= Randolph Coleman =

American composer (1937–2025)

Randolph 'Randy' Coleman (July 20, 1937 – April 24, 2025) was an American composer and educator. He was the first chairman of the national council of the American Society of University Composers, now called The Society of Composers, Inc.

==Biography==
Coleman was raised in Charlottesville, Virginia. He wanted to be a composer as a teenager and studied at the University of Virginia before completing Bachelor's, Master's and Doctoral work at Northwestern University.

Coleman spent the majority of his career at the Oberlin Conservatory of Music at Oberlin College, teaching composition and classes on intersections in the arts for 43 years.

Among his students at Oberlin were Kyle Gann, Christopher Rouse, Greg Saunier, Evan Hause, Wally Scharold, Du Yun and Brenda Way.

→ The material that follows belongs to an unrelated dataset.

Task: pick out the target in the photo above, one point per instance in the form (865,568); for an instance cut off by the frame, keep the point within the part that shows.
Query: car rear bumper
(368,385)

He also worked with then students Bill Irwin and Julie Taymor as part of the InterArts program Coleman founded at Oberlin in the 1970s.

Coleman died in April 2025.

==Music==
Coleman said he was trying to move on from his roots in late modernism.
===Awards and commissions===
Coleman had commissioned work performed by a variety of ensembles including the Brooklyn Philharmonic (1984) and eighth blackbird. The Fromm Music Foundation commissioned Coleman to write a work for the first American Music Festival at Tanglewood in 1964 (Concerto for Piano and Chamber Orchestra).

He received a Fulbright fellowship which took him to Paris and Mexico. Early in his career his work received awards from the International Society of Contemporary Music in 1962 and 1963. In 2002 he was awarded a residency at The Rockefeller Institute of Bellagio, Italy as well as an Ohio Arts Council Individual Artist's Award.